We have already set out our thoughts on how the NHS reforms should be reconfigured, and have now undertaken more detailed analysis of what the reforms mean for the accountability of the NHS, published in our report today.
Although the term 'accountability' may not have featured heavily in debates around the Bill, it has been an undercurrent in many of the concerns about the reforms: if the government is cutting the service loose from central managerial control and opening up the market for provision, what kind of assurance will patients, carers and taxpayers have that commissioners and providers will be acting in our best interests? How will we know if they are? And what can we do if they are not?
We analysed the current accountability arrangements for commissioners and providers of NHS-funded care and looked at how these would change if the Bill is implemented as it stands. One of the starkest findings is the weakening of accountability requirements for hospitals. Gone would be the strong performance management from the Department of Health and strategic health authorities and the quasi-performance management role played by Monitor for foundation trusts – leaving accountability in the new system to rely on regulation, local scrutiny arrangements, internal governance challenges and the requirements of commissioners.
The reliance on regulation focuses only on securing minimum standards – how do we ensure that we encourage providers to do more than that? Is it going to be possible for local individuals and organisations to hold providers to account for offering a good or excellent service to patients and value for money for the taxpayer?
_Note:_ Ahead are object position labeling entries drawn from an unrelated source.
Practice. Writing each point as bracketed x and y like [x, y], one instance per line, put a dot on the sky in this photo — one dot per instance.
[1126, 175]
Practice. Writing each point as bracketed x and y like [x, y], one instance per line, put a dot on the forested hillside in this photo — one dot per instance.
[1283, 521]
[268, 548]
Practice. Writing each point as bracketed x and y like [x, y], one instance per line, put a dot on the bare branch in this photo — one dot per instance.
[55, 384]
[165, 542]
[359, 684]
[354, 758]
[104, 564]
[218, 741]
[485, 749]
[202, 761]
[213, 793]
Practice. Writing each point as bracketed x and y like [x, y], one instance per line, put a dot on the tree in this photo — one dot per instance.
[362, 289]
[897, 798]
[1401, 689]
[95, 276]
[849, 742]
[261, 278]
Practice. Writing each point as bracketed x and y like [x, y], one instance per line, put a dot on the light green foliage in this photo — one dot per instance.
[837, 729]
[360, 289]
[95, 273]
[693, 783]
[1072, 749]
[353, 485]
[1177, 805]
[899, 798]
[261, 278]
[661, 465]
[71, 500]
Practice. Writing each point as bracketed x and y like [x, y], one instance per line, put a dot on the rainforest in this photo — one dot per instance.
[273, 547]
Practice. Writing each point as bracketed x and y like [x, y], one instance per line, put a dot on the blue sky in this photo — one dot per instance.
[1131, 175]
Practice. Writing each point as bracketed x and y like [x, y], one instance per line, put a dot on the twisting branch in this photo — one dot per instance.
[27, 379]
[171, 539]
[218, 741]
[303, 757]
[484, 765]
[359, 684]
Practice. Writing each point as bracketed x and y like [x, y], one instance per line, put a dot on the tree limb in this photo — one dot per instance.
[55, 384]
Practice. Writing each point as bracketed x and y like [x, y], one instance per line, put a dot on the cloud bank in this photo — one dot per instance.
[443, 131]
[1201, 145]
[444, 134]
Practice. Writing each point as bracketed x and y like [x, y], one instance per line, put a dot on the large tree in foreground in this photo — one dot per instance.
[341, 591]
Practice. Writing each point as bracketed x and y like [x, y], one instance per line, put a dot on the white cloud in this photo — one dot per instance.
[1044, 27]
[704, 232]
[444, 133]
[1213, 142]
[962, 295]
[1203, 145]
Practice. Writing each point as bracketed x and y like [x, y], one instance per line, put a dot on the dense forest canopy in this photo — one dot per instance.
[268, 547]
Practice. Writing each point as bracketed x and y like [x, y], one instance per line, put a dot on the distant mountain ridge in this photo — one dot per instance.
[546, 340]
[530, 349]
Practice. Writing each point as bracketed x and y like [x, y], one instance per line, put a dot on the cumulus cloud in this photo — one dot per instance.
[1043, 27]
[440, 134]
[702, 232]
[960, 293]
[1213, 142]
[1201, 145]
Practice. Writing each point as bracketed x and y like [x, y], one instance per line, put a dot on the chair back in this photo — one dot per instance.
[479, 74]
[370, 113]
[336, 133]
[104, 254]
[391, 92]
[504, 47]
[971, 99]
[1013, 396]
Evidence on those who hold providers to account at a local level, in the form of overview and scrutiny committees and local involvement networks (to be re-branded as Local Health Watch), suggests that their efficiency is pretty patchy. We don't yet have reason to believe that new – and sometimes really quite small – GP consortia will be well placed to triumph in tough contract negotiations with major acute hospitals – where even their predecessors struggled. This leaves a lot riding on the role of boards and foundation trust (FT) governors to act as effective account holders for their organisations. Previous evaluations of the influence of FT governors call into doubt whether they are ready and able to step up to this challenge.
These are not arrangements to be rushed into: if we are not absolutely confident in the power of FT boards, commissioners and other local scrutinisers to hold hospitals to account, we need to consider what additional assurances might be required. For example, in the new system the Care Quality Commission or Monitor could be granted powers in relation to FTs to monitor their governance, and indeed to make licensing dependent on them having strong governance arrangements in place. The pause and the possibility that the Bill may be revised provide an opportunity to ensure that strong and appropriate accountability mechanisms are in place.